一般社団法人潜在科学研究所 The Potential Science Institute

第18号 聖母マリアの顕現:エジプト編@

 

聖母マリアといえば、キリスト教徒が人類の救世主と信じるイエスの産みの母です。
 日本語のマリアという発音は英語経由のもので、本来のヘブライ語では「マリヤム」が近いようです。
 聖母マリアの処女懐胎については、「マタイによる福音書」と「ルカによる福音書」に記されていますが、マリアはヨセフと婚約中で、しかも男性経験がなかったにもかかわらず懐妊してしまったというのです。当然ながら婚約者ヨセフは、マリアが不純な性行為を行ったものと疑い、婚約を解消しようとしますが、そのヨセフの夢に現れたのが大天使の1人ガブリエルでした。
 ガブリエルはヨセフに、マリアの子は聖霊によって宿ったことを告げます。
 「ルカによる福音書」では、マリアは、洗礼者ヨハネの母エリサベトと親戚で、天使ガブリエルに懐胎を告げられてから3ヶ月ほどエリサベトのところにいたことになっています。
 その後住民登録のため、マリアは夫ヨセフとともにベツレヘムを訪れ、イエスはそこで産まれました。さらに、当時のユダヤ王ヘロデが、その年に産まれた子を殺そうとしたため、一家はエジプトに逃れます。

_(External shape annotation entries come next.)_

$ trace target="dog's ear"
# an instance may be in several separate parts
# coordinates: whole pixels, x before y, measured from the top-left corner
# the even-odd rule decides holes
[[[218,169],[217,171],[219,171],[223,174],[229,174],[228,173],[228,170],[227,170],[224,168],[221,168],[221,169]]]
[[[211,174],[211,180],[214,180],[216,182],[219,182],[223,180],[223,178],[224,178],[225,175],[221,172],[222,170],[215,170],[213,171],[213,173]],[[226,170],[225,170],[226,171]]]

 イエスが伝道を始めてからの聖母マリアの行動は、福音書ではよくわかりませんが、イエスが故郷のナザレに立ち寄ったとき、母マリアやイエスの兄弟たちがやってきたという記述もあります。
 そして「ヨハネによる福音書」では、イエスが十字架にかけられたとき、聖母マリアも傍らにおり、イエスの死後は弟子の1人と一緒に暮らしたとされています。
 聖母マリアはまた、イスラム教の聖典である『コーラン』でも、預言者の1人として登場します。後世の伝説になると、マリアの父はヨアキム(『コーラン』ではイムラーン)、母はアンナとされ、イエスの死後はトルコのエフェソスに住み、最後は12使徒に囲まれて昇天したとも言われています。

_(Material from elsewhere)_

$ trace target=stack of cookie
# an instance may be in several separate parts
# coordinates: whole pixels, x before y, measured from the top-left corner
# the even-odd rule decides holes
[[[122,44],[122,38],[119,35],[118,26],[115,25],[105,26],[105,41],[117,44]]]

 この聖母マリアの姿を見たという報告は、かなり古くからあります。
 有名なのはフランスのルールドやポルトガルのファーティマなどですが、じつはエジプトでも、何度か聖母マリアの姿が目撃されています。 エジプトの首都カイロでは、1968年、1986年、そして2009年にも、聖母が出現するという事件がありました。

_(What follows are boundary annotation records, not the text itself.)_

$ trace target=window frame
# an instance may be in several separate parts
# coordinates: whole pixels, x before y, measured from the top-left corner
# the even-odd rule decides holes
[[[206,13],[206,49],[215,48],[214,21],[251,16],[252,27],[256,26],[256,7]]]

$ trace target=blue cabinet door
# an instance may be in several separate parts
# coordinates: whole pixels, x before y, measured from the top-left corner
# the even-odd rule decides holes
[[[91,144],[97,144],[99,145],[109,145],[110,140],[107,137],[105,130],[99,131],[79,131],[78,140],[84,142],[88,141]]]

 こうしたエジプトの聖母事件には、他国の聖母事件には見られない大きな特徴があります。それは、その姿が、不特定多数の大勢の人々に確認されたということです。
 それぞれの事件について紹介する前に、エジプトのキリスト教徒について説明しておく必要があるでしょう。
 現在のエジプト国民の大部分はイスラム教徒ですが、人口の
6%とも10%ともいわれるキリスト教徒がおります。エジプトのキリスト教は、コプト教と呼ばれ、ローマ・カトリックとは別に教皇を戴いています。
 伝承によれば、エジプトにキリスト教を布教したのは、12使徒の1人で、福音書を残したともされるマルコでした。マルコはアレクサンドリアに教会を建て、以来コプト教の教皇は、このマルコの座を受け継いでいると主張しています。
 コプト教は、イエス・キリストは人として性質も持っていたものの、それは神としての性質の中に吸収された、つまり、イエスの人としての性質と神としての性質は一体であると考えました。この考えは、451年のカルケドンの公会議でローマ・カトリックから否定され、以来コプト教会は独自の道を歩んでいます。
 ちなみに、マルコの遺体はアレクサンドリアの修道院に保存されていましたが、イスラム教徒がエジプトを支配していた9世紀に、2人のヴェネツィア人商人が修道院から買い取ってヴェネツィアに運びました。今では、その名もサンマルコ(聖マルコ)広場にある大聖堂に安置されています。 このとき、商人たちは、大きなパン籠の底に遺体を置き、その上にイスラム教徒の嫌う豚肉を一杯詰めて検査を逃れたと言われています。